El cuadro triste aparece al mezclar varias cosas: 1) Administración de una dosis de arte-terapia  al aire libre (que me apetecía mucho), 2) una pulsera rota y 3) un sofá camaleónico.

En realidad, la cronología-de-la-creación es otra: 1) se me rompe una pulsera que lleva conmigo muchos años. Es de bisutería y su valor es emocional.  Quiero conservar esas cuentas de cristal… Pienso en ello, mientras recojo las piezas, diseminadas por el sofá. Puto sofá…

2) Me pasé un buen rato, escogiendo la tapicería en la tienda. La miré bajo los focos, bajo la luz exterior, en penumbra… Hubiese jurado que era un tono “tierra” pero cuando llegó a mi hogar lo vi… gris.

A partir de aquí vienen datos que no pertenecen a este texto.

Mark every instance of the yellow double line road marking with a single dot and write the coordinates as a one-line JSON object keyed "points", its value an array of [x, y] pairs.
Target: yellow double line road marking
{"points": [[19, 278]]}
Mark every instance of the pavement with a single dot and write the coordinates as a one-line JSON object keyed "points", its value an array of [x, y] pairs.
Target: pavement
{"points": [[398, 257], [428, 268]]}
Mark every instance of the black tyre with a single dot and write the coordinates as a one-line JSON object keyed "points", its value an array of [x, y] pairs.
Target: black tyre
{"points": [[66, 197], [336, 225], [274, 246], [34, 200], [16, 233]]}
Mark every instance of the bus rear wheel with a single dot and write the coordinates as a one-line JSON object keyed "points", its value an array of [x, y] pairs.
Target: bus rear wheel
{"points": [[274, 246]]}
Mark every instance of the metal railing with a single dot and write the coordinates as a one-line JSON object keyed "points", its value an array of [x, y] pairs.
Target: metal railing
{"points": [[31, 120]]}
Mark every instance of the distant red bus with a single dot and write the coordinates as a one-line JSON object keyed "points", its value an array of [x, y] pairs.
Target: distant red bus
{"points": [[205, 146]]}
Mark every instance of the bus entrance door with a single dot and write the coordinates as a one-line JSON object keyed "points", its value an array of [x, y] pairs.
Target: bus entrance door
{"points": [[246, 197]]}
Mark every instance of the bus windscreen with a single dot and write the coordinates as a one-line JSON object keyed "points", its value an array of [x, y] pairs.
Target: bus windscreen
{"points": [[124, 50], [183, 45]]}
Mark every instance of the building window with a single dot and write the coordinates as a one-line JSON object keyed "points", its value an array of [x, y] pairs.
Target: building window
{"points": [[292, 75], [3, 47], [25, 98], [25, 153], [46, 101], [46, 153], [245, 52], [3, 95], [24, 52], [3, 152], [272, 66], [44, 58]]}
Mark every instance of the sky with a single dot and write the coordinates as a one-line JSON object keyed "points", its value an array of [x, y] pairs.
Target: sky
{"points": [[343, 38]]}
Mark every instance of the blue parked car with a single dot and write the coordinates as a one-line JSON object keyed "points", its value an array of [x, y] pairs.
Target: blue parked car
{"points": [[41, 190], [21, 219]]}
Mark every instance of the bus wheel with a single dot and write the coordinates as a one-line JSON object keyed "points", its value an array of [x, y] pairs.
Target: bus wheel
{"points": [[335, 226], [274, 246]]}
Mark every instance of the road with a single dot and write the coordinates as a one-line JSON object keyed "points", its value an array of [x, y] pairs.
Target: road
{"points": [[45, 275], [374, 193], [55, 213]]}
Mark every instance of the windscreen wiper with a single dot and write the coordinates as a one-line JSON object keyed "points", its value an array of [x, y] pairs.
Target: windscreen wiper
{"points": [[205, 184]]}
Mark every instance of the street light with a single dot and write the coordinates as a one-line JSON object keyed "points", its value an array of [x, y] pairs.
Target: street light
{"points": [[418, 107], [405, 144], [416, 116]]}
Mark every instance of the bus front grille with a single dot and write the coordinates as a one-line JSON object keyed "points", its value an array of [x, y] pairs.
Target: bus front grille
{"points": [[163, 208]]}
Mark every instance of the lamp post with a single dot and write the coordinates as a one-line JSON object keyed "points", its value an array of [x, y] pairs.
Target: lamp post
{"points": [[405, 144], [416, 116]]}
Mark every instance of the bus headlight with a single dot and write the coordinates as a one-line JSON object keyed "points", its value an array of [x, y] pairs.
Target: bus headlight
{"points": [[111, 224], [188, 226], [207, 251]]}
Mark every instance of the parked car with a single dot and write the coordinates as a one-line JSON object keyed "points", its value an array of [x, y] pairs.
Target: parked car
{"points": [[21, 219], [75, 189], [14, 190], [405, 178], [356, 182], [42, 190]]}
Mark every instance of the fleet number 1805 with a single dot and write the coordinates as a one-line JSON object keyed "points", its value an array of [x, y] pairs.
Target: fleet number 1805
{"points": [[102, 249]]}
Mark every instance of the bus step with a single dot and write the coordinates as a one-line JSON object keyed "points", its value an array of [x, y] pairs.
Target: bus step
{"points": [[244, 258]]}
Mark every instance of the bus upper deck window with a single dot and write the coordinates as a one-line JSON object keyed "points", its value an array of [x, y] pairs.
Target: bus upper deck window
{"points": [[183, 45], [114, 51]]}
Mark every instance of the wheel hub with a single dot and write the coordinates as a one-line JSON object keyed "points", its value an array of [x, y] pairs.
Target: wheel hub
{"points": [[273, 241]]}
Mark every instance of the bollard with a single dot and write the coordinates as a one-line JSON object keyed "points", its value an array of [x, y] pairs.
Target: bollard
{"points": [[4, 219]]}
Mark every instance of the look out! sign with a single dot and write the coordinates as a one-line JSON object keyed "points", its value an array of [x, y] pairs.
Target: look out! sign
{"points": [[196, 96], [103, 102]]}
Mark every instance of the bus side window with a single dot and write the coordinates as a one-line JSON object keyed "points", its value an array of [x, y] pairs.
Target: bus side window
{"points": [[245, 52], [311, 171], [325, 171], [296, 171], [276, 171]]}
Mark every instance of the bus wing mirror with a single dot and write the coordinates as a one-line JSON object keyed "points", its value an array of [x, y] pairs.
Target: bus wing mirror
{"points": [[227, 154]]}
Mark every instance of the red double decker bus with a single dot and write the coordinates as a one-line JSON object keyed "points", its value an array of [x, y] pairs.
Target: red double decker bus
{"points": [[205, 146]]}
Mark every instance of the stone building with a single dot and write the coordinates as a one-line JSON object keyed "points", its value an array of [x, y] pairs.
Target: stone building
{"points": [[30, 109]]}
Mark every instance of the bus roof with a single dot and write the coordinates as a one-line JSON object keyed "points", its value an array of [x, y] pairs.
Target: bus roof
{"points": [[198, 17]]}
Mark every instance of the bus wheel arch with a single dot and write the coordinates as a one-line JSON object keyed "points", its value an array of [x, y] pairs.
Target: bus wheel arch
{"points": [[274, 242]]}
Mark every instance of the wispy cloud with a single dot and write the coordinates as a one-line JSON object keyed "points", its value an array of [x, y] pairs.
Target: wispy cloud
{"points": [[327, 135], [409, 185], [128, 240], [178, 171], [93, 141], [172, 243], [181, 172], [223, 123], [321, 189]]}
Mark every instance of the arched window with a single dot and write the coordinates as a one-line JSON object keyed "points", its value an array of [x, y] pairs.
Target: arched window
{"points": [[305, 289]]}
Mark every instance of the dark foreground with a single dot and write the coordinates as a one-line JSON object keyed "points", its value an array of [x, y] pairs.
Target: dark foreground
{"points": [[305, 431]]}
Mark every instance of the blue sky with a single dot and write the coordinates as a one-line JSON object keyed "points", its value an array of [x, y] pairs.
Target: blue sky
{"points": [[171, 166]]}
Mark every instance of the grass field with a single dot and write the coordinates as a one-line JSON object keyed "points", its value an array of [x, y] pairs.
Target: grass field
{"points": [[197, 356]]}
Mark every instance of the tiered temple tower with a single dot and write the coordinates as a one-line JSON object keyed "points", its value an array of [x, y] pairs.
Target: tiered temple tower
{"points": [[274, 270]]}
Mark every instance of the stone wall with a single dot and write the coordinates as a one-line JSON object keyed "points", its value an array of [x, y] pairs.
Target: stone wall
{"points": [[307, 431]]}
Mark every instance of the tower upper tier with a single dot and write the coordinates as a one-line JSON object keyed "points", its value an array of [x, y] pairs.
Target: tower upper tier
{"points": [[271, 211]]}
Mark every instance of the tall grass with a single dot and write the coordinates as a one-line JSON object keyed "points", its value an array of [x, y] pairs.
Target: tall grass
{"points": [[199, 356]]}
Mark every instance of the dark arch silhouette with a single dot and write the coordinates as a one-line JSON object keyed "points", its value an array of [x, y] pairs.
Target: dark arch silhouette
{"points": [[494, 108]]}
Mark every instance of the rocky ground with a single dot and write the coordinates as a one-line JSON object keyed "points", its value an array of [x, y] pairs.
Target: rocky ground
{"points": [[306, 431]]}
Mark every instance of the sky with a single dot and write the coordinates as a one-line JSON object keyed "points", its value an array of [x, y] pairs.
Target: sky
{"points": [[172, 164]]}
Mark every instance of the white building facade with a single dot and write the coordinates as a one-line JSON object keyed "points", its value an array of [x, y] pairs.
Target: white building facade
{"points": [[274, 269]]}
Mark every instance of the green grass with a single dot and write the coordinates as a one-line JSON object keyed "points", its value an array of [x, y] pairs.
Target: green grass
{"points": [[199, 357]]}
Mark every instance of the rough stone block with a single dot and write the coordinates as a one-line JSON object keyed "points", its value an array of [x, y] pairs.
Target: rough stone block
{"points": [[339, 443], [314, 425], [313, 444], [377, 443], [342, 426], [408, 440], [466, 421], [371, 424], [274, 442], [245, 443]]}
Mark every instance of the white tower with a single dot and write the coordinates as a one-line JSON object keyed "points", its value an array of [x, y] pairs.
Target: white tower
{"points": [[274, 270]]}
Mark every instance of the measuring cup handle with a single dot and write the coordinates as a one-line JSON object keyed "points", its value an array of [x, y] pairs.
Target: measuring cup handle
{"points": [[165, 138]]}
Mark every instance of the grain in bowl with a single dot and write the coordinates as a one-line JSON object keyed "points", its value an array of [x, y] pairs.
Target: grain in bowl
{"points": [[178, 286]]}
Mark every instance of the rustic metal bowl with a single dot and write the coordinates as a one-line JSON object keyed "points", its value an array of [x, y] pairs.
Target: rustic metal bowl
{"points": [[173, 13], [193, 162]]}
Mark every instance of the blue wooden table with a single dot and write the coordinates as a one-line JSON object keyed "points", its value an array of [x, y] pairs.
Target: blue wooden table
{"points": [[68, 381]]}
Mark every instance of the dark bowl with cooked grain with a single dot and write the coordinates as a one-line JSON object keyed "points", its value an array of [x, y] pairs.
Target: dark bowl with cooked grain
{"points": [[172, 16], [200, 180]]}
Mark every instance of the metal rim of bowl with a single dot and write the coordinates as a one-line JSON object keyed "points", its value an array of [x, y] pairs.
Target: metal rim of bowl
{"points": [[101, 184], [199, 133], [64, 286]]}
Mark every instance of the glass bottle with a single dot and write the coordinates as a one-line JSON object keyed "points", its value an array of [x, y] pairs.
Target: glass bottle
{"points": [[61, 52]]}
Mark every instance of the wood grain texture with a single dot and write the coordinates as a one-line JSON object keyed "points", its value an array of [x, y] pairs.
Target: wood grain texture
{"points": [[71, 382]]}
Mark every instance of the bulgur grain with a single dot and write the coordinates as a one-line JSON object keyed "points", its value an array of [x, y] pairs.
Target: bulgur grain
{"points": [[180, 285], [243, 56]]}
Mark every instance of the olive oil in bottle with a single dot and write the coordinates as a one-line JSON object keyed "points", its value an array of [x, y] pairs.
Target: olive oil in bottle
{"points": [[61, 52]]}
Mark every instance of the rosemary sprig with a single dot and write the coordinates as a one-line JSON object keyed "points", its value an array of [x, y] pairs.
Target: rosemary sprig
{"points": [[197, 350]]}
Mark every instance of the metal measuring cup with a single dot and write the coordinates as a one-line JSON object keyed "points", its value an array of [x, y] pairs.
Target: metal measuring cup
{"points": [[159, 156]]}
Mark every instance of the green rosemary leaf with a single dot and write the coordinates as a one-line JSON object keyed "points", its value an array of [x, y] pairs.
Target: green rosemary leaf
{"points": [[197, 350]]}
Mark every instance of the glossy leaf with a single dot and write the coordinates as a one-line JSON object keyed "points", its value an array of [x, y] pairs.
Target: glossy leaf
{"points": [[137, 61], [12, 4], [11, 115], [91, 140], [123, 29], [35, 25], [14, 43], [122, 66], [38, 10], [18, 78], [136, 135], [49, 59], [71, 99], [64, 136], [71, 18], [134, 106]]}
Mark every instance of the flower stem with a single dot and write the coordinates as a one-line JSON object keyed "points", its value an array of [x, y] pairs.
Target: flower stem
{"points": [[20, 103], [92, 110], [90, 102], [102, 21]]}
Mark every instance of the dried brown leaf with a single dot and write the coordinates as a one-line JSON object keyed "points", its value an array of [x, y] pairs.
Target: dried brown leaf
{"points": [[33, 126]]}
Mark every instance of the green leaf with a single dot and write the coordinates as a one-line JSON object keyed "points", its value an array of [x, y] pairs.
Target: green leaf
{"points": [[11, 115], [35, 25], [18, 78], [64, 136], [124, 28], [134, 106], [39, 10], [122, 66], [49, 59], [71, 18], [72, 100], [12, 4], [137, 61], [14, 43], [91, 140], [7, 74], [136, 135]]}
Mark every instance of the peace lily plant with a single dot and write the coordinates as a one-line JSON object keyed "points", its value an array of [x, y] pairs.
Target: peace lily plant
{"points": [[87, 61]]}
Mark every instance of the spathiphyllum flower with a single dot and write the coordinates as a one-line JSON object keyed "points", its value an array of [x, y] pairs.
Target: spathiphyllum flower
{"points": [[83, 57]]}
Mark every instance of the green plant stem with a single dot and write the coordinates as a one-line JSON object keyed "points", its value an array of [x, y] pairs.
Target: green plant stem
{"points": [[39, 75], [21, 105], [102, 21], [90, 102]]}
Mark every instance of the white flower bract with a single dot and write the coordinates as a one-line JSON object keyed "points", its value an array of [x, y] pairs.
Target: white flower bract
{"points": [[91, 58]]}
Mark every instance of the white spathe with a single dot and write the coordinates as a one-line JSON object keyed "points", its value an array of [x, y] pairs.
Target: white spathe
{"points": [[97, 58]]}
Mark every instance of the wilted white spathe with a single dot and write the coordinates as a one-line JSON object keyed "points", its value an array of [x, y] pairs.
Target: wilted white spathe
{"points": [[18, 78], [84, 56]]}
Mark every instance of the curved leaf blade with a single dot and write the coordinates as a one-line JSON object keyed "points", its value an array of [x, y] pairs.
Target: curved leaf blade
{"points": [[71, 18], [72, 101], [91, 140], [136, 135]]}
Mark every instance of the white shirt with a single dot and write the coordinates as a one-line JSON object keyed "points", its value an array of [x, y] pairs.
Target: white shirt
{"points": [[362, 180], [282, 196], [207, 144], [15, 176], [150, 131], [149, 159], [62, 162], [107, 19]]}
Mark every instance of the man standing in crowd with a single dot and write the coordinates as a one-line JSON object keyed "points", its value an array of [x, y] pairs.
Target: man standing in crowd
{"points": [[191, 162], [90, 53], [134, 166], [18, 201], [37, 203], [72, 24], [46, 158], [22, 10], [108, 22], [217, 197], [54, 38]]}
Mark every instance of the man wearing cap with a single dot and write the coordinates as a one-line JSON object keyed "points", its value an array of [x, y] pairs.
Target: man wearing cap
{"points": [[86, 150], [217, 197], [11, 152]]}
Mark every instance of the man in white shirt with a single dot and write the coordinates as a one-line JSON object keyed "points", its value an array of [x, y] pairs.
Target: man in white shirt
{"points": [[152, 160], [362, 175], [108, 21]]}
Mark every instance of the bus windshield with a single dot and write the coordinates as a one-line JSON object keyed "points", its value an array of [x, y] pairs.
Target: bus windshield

Gris plomo. Me disgusté. Hablé con la tienda. Comprobé que era el color que elegí. Sí, lo era.  Con la luz del atardecer, se convirtió en un suave color tierra. Pasó lo mismo bajo la luz de los focos led. Y volvió a cambiar a gris, por la mañana… Así que necesitaba un “algo” que conectara la decoración con el sofá camaleónico gris-tierra…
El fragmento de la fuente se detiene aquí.